We’re all familiar with the usual trigonometric parameterization of the unit circle: Each point on $x^2 + y^2 = 1$ is given by $(\cos \theta, \sin \theta)$ for some real $\theta$. Less well-known is the parameterization of the unit circle by rational functions.

The line through the point $(-1, 0)$ with slope $m$ is given by $y = m(x+1)$. This line intersects the unit circle in one other point and as we vary $m$ we strike every point on the unit circle. Here’s an illustration for a few values of $m$:

What are the coordinates of this point? Well, the point $(x,y)$ satisfies both $x^2 + y^2 = 1$ and $y = m(x+1)$ so we have

$x^2 + (m(x+1))^2 = 1$

$\implies x^2 + m^2(x^2+2x+1) = 1$

$\implies (1+m^2)x^2 + 2m^2x + (m^2-1) = 0$

$\displaystyle{ \implies x = \frac{-2m^2 \pm \sqrt{4m^4 - 4(1+m^2)(m^2-1)}}{2(1+m^2)} }$

$\displaystyle{ \implies x = \frac{-2m^2 \pm \sqrt{4}}{2(1+m^2)} }$

$\displaystyle{ \implies x = -1,\ \ \frac{1-m^2}{1+m^2} }$

$x = -1$ corresponds to the point $(-1, 0)$. When $x = \frac{1-m^2}{1+m^2}$ we have

$\displaystyle{ y^2 = 1 - x^2 }$

$\displaystyle{ y^2 = 1 - \left( \frac{1-m^2}{1+m^2} \right)^2 }$

$\displaystyle{ y^2 = \frac{(1+m^2)^2 - (1-m^2)^2}{(1+m^2)^2} }$

$\displaystyle{ y^2 = \frac{(1+2m^2 + m^4) - (1-2m^2 + m^4)}{(1+m^2)^2} }$

$\displaystyle{ y^2 = \frac{4m^2}{(1+m^2)^2} }$

$\displaystyle{ \implies y = \pm\frac{2m}{1+m^2} }$

and we want the $\pm$ to be $+$ so that positive slopes correspond to the upper half of the circle as we illustrated above.

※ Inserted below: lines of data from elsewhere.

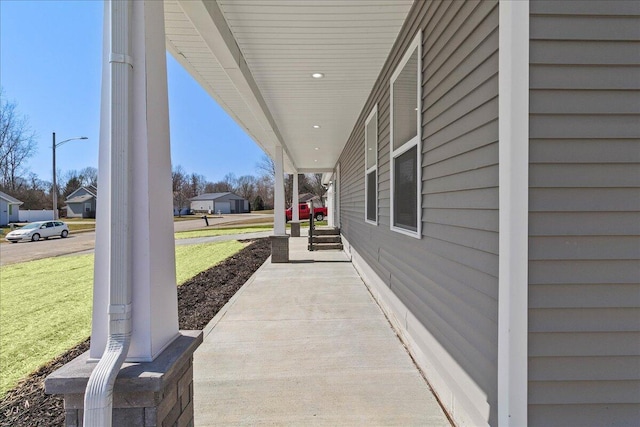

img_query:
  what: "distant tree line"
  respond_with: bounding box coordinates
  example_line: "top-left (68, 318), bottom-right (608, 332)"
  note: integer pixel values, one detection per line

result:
top-left (0, 90), bottom-right (327, 215)
top-left (172, 155), bottom-right (327, 216)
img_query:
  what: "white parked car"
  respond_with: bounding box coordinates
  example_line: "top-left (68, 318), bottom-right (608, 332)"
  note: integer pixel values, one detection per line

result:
top-left (5, 220), bottom-right (70, 243)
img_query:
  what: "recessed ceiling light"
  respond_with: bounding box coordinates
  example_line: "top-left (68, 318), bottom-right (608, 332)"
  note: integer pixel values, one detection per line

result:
top-left (312, 73), bottom-right (324, 79)
top-left (313, 125), bottom-right (320, 129)
top-left (314, 159), bottom-right (318, 162)
top-left (315, 147), bottom-right (319, 150)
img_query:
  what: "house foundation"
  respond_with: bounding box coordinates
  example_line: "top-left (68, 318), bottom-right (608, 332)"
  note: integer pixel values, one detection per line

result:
top-left (45, 331), bottom-right (202, 427)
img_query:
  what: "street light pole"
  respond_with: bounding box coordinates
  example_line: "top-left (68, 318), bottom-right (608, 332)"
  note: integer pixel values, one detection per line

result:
top-left (52, 132), bottom-right (57, 220)
top-left (52, 132), bottom-right (89, 220)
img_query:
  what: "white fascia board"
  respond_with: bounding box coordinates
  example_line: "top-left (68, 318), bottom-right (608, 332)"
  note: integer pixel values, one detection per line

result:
top-left (498, 1), bottom-right (529, 426)
top-left (175, 0), bottom-right (296, 172)
top-left (297, 168), bottom-right (335, 174)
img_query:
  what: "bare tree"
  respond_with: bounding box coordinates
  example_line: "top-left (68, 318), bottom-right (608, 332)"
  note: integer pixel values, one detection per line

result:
top-left (304, 173), bottom-right (327, 206)
top-left (61, 172), bottom-right (83, 201)
top-left (256, 154), bottom-right (274, 209)
top-left (172, 165), bottom-right (191, 216)
top-left (203, 181), bottom-right (220, 194)
top-left (12, 173), bottom-right (50, 209)
top-left (79, 166), bottom-right (98, 187)
top-left (284, 174), bottom-right (293, 208)
top-left (256, 154), bottom-right (275, 178)
top-left (236, 175), bottom-right (257, 201)
top-left (255, 175), bottom-right (273, 209)
top-left (222, 172), bottom-right (237, 193)
top-left (189, 173), bottom-right (207, 196)
top-left (207, 180), bottom-right (232, 193)
top-left (0, 90), bottom-right (37, 191)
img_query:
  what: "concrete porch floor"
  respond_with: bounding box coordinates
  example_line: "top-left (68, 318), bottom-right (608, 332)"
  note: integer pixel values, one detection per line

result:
top-left (193, 234), bottom-right (451, 426)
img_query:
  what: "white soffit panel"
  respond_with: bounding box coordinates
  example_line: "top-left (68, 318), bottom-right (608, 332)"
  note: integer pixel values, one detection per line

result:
top-left (165, 0), bottom-right (413, 172)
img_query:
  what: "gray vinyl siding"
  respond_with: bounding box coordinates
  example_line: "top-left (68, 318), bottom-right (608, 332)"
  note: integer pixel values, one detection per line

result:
top-left (338, 1), bottom-right (499, 425)
top-left (528, 1), bottom-right (640, 426)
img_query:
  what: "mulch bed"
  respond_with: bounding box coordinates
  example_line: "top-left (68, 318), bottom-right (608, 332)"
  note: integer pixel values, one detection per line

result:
top-left (0, 238), bottom-right (271, 427)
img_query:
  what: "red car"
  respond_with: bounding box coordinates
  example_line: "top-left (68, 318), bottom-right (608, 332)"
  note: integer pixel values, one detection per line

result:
top-left (285, 204), bottom-right (327, 221)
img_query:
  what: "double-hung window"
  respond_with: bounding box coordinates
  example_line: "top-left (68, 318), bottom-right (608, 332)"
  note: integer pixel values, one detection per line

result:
top-left (390, 31), bottom-right (422, 238)
top-left (365, 105), bottom-right (378, 224)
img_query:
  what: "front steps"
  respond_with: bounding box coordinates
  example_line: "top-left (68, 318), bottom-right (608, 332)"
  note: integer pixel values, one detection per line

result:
top-left (308, 227), bottom-right (343, 251)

Therefore every point on the unit circle (other than $(-1, 0)$) is of the form

$\displaystyle{ \left(\frac{1-m^2}{1+m^2},\ \frac{2m}{1+m^2}\right) }$ for some $m$. As $m \rightarrow \pm \infty$ we have $\left(\frac{1-m^2}{1+m^2},\ \frac{2m}{1+m^2}\right) \rightarrow (-1, 0)$.

We now have two parameterizations of the unit circle. How are they connected? For every $m$ there is a $\theta$ such that

$\displaystyle{ \cos \theta = \frac{1-m^2}{1+m^2} \text{ and } \sin \theta = \frac{2m}{1+m^2} }$

which gives

$\displaystyle{ \tan \theta = \frac{2m}{1-m^2} }$.

This calls to mind the tangent addition formula $\tan(A+B) = \frac{\tan A + \tan B}{1-\tan A\tan B}$. This suggests $m = \tan(\theta/2)$ and $\theta = 2\tan^{-1}(m)$. The usual calculations show that this is correct: If we start with $m = \tan^{-1}(\theta/2)$ we get the desired $\cos \theta$ and $\sin \theta$.

There is no non-constant real polynomial parameterization. You can see this by considering the degree of $x^2 + y^2$.